How much of the plants’ roots should be underwater?

– We recommend keeping about 1-1.5″ of root above the water line. You don’t have to worry about this part drying out because of bubbles from the air stone popping.

Are there any problems to watch out for that are specifically related to DWC systems?

– The following issues in particular are common in DWC systems, so make sure you monitor your plants closely: Pythium or other root-related plants diseases; sudden fluctuations in pH or PPM / EC / TDS; the nutrient solution becoming too warm.

How much faster will my plants grow using a DWC system?

– Assuming that everything is set up and maintained correctly, you can safely assume that your plants will grow by at least 15% faster than they would in soil. However it is not unusual to see even faster growing speeds, and personally I have had lettuce grow nearly twice as fast as the time it would have taken in my outdoor garden.

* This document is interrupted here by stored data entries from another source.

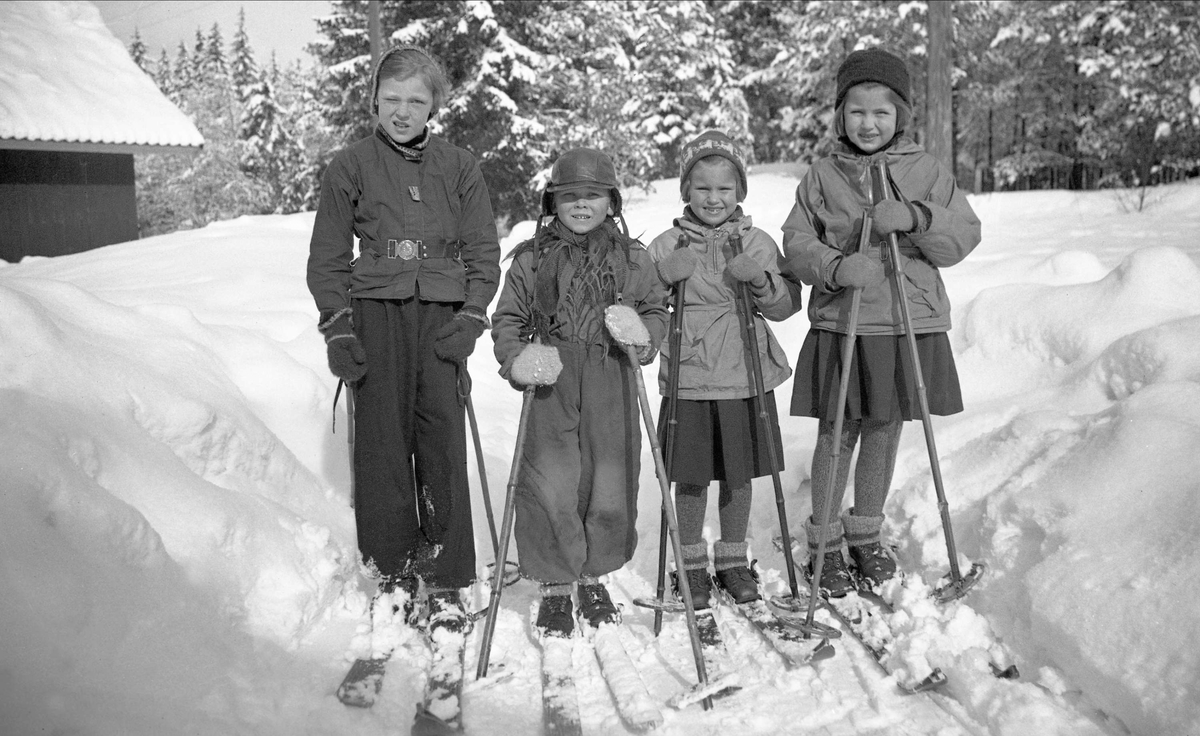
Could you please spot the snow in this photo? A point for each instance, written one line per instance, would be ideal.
(177, 545)
(65, 77)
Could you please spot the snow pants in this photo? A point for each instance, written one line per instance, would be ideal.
(412, 503)
(576, 496)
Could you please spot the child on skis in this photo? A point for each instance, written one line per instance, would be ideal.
(576, 500)
(400, 322)
(936, 228)
(720, 436)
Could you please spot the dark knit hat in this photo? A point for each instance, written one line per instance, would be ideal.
(712, 143)
(874, 65)
(581, 168)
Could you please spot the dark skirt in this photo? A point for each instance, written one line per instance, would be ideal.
(721, 440)
(882, 381)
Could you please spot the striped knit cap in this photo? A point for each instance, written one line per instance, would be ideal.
(712, 143)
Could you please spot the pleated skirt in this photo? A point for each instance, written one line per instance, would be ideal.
(882, 381)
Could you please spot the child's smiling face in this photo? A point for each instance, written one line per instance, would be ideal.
(713, 191)
(405, 107)
(870, 117)
(582, 210)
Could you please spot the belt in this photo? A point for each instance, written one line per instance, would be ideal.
(408, 250)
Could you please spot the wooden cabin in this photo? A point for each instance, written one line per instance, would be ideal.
(75, 108)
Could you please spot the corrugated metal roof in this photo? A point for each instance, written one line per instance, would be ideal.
(64, 77)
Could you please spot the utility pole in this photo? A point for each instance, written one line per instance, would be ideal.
(939, 83)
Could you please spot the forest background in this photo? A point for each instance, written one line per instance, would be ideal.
(1074, 94)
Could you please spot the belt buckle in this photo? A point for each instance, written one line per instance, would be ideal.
(406, 249)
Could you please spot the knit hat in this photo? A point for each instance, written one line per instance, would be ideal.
(712, 143)
(874, 65)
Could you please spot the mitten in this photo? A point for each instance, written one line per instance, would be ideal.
(857, 271)
(745, 268)
(678, 264)
(537, 365)
(892, 216)
(646, 353)
(456, 339)
(347, 357)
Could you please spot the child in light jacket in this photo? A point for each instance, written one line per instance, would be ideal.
(576, 496)
(719, 435)
(936, 228)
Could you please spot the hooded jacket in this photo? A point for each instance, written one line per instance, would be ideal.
(826, 222)
(713, 360)
(372, 192)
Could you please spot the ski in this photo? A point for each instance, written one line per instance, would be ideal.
(361, 684)
(441, 711)
(712, 647)
(559, 707)
(635, 706)
(795, 647)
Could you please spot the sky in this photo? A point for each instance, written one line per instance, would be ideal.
(285, 27)
(177, 540)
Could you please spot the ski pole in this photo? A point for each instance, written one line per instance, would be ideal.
(465, 386)
(839, 418)
(750, 337)
(493, 605)
(613, 318)
(672, 424)
(958, 585)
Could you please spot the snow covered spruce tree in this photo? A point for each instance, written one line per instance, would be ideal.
(684, 78)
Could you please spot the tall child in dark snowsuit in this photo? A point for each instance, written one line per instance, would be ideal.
(719, 435)
(400, 321)
(936, 228)
(576, 501)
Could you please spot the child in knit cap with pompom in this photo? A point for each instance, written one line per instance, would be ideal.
(720, 436)
(936, 228)
(576, 497)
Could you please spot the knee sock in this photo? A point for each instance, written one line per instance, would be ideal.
(729, 555)
(876, 466)
(691, 504)
(822, 458)
(733, 506)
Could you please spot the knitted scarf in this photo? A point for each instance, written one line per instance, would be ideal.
(411, 150)
(600, 259)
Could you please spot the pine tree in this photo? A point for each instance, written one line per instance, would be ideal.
(243, 69)
(138, 52)
(270, 154)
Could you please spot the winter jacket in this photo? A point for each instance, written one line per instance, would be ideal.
(514, 317)
(372, 192)
(826, 222)
(713, 361)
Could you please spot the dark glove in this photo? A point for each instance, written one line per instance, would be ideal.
(347, 357)
(678, 264)
(745, 268)
(892, 216)
(857, 271)
(456, 339)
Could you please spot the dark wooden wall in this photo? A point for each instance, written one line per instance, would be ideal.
(53, 203)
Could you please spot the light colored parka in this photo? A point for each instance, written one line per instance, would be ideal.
(826, 222)
(713, 361)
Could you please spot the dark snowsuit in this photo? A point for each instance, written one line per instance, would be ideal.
(576, 502)
(427, 247)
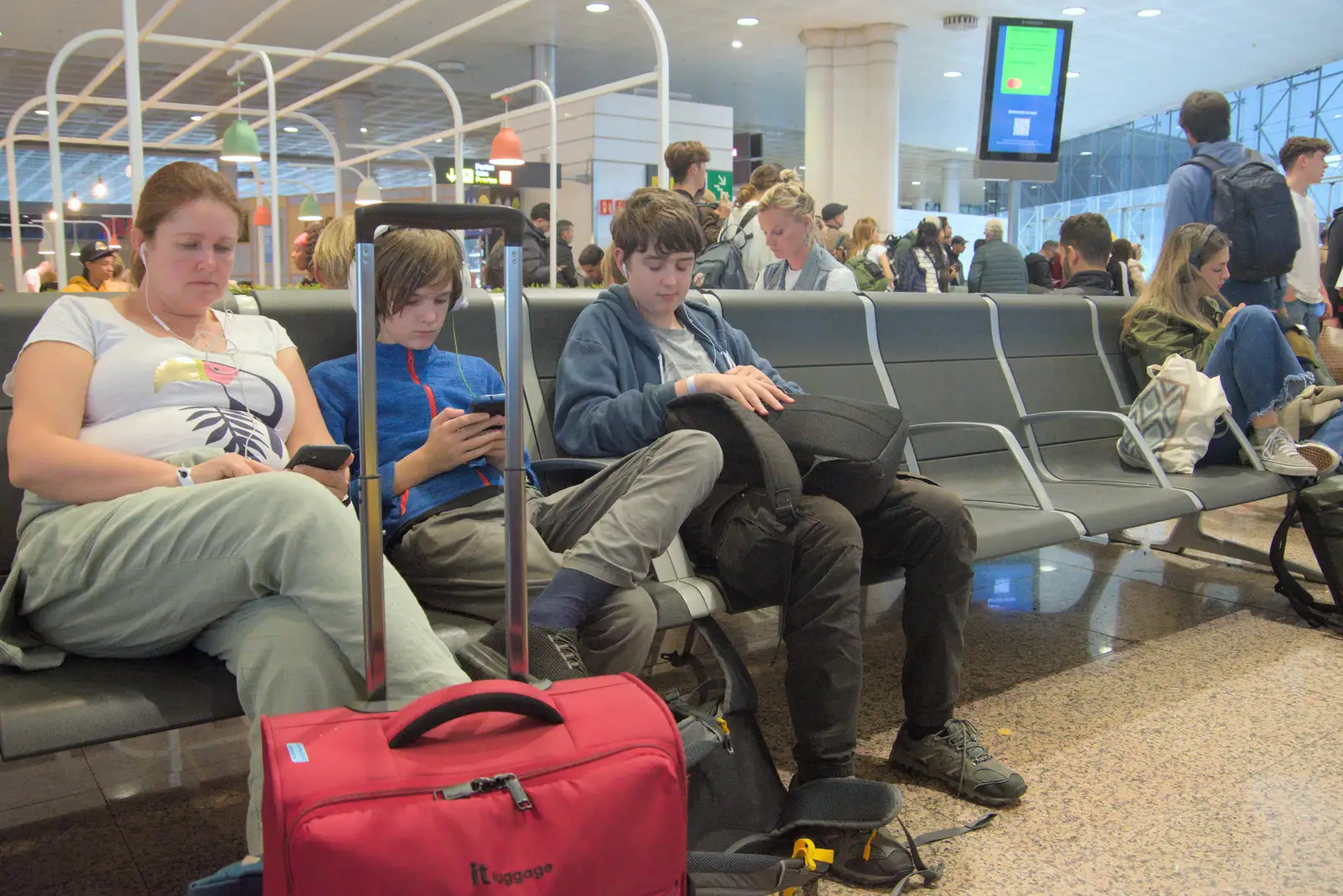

Which plants grow the best in a deep water culture system?

– Basically any plant that doesn’t need to flower will grow very will in a DWC system. Lettuce and herbs in particular can grow super fast and super healthy, making them extremely ideal for DWC. This doesn’t mean that you can’t grow things like peppers, tomatoes, or even squash using a DWC system, it just means that they will require some extra effort and care.

Any other tips you would care to impart to a beginner DWC grower?

– One of the best tricks you can use to help maintain different plants is to vary the amount of moisture in the root zone, since both a drier and wetter root zone can produce a variety of different responses. Dryer root zones, for example, can trigger the production of essential oils in fragrant crops like mint and basil (something they do in order to conserve water). A wetter root zone, on the other hand, can shifts your plants’ focus to producing vegetation, especially with large fan leaves. This will in turn speed up transpiration as well as photosynthetic potential.